Les entreprises québécoises émergentes n’ont pas toutes les ressources voulues pour se conformer à cette obligation. Et même celles qui ont déjà une présence aux États-Unis et qui souhaitent le faire devront y consacrer un niveau d’énergie qui risque fort de les pénaliser face à des sociétés rivales américaines ou de plus grande taille.

Pour des entreprises manufacturières comme AddÉnergie, de Québec, qui est le deuxième fabricant en importance en Amérique du Nord de bornes de recharge pour véhicules électriques, ces mesures représentent « un gros frein » pour leur croissance future, affirme Sarah Houde. Les États-Unis sont le marché à conquérir, dit-elle.

L’enjeu est pressant : le plan de relance du président Biden comprend pour plus de 620 milliards $US en investissements dans le transport, qui seront faits d’ici la fin de la décennie.

Ottawa stimule l’investissement

Le gouvernement fédéral espère lui aussi que le secteur canadien du transport électrique profitera du virage qui s’amorce pour s’imposer à l’échelle nord-américaine. Le budget présenté lundi par la ministre des Finances, Chrystia Freeland, comprend des mesures pour stimuler l’investissement par les entreprises de ce secteur, principalement concentré au Québec et en Ontario.
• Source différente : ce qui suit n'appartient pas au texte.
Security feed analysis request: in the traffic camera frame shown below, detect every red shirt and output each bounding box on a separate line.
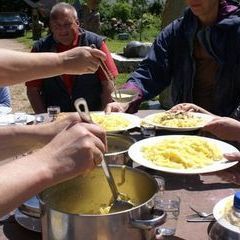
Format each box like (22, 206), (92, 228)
(26, 31), (118, 95)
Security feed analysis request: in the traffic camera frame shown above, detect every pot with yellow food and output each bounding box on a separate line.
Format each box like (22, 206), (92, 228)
(39, 165), (165, 240)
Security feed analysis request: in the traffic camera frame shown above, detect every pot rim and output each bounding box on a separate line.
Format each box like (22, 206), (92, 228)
(37, 164), (159, 217)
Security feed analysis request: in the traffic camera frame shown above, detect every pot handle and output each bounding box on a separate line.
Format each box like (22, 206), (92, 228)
(130, 208), (167, 230)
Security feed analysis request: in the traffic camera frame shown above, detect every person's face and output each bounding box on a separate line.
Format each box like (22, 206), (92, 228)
(50, 10), (79, 46)
(186, 0), (219, 20)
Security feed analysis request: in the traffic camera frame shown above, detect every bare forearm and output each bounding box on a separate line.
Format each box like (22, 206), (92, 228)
(0, 47), (105, 86)
(0, 151), (52, 216)
(27, 87), (46, 114)
(0, 113), (79, 160)
(0, 125), (51, 160)
(0, 49), (62, 86)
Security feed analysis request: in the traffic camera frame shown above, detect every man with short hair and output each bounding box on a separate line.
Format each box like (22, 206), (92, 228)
(106, 0), (240, 119)
(26, 2), (118, 113)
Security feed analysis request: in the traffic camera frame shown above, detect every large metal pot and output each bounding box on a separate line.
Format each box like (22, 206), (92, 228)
(105, 134), (136, 166)
(39, 165), (165, 240)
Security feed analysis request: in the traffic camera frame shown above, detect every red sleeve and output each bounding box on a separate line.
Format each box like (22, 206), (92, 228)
(25, 48), (43, 88)
(97, 41), (118, 80)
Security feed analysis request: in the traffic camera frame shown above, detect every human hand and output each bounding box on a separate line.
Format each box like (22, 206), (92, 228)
(202, 117), (240, 141)
(59, 47), (106, 74)
(223, 152), (240, 161)
(37, 122), (106, 185)
(104, 102), (129, 113)
(169, 103), (211, 114)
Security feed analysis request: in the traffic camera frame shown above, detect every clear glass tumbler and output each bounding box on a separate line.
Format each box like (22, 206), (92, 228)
(14, 112), (27, 125)
(155, 192), (180, 239)
(47, 106), (61, 121)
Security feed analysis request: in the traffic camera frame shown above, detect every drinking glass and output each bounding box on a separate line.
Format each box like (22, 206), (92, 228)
(141, 122), (156, 138)
(47, 106), (61, 121)
(155, 192), (180, 239)
(14, 112), (27, 125)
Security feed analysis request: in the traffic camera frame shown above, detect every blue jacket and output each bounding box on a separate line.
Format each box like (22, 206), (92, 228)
(129, 5), (240, 117)
(0, 87), (11, 107)
(33, 30), (103, 112)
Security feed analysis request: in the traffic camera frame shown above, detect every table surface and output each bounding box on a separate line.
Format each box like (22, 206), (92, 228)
(0, 110), (240, 240)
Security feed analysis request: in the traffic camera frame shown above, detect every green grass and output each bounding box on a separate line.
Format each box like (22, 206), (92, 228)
(106, 38), (129, 53)
(17, 30), (47, 49)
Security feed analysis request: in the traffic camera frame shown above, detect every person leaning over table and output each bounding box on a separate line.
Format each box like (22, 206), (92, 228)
(105, 0), (240, 118)
(0, 47), (106, 216)
(26, 2), (118, 113)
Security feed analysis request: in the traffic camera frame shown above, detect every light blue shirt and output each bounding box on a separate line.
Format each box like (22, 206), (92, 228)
(0, 87), (11, 107)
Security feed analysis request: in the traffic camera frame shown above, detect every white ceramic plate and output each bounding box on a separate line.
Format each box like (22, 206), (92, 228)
(0, 106), (12, 114)
(213, 195), (240, 233)
(128, 135), (238, 174)
(91, 112), (141, 133)
(143, 112), (214, 132)
(0, 114), (35, 126)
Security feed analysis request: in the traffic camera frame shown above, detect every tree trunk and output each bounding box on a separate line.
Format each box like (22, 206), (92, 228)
(159, 0), (186, 109)
(162, 0), (186, 27)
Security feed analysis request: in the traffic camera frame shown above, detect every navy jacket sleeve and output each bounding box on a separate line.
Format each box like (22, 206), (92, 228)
(128, 22), (175, 100)
(0, 87), (11, 107)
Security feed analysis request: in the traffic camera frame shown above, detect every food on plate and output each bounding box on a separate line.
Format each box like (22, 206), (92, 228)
(149, 112), (204, 128)
(91, 113), (131, 131)
(141, 136), (222, 169)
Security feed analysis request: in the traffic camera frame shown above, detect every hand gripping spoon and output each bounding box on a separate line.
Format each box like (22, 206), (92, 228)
(74, 98), (134, 213)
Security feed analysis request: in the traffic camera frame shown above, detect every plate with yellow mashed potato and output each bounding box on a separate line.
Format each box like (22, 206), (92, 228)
(90, 112), (140, 133)
(128, 135), (238, 174)
(143, 111), (213, 131)
(213, 195), (240, 233)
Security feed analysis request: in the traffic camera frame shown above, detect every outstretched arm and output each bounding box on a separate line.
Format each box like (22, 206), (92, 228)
(0, 113), (79, 160)
(0, 47), (105, 86)
(0, 122), (106, 215)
Ces mesures s’ajoutent aux 15 milliards destinés à l’électrification du transport en commun qui ont été annoncés en février.

La plus importante nouvelle mesure est une réduction de 50 % du taux d’imposition au fédéral des entreprises canadiennes qui sont associées aux technologies de transport zéro émission. Cette réduction débute en 2022 et s’étirera jusqu’en 2032.

Ottawa s’engage également à faciliter la création d’une filière interprovinciale de production de batteries destinées à tous les types de véhicules, de la motomarine au tramway. Mais son objectif est de séduire avant tout les constructeurs américains comme Ford et General Motors, qui ont promis d’assembler des véhicules électriques au Canada.

En outre, Ressources naturelles Canada créera un centre d’expertise en matériaux de batteries qui facilitera l’établissement d’une chaîne d’approvisionnement allant des sociétés minières qui récoltent du nickel, du graphite et du lithium aux équipementiers qui vendent des batteries aux fabricants de véhicules.

Enfin, le fédéral a réservé 56 millions pour créer, conjointement avec les États-Unis et d’autres pays, un ensemble de normes pour les bornes de recharge et les stations de ravitaillement des véhicules zéro émission. Si elle se produit, cette normalisation harmonisera le marché international des bornes pour véhicules électriques, un créneau dans lequel le Québec possède déjà une certaine expertise. AddÉnergie et Elmec, de Grand-Mère, en fabriquent déjà. Les employés montréalais du géant suisse ABB sont aussi activement impliqués dans l’infrastructure de recharge.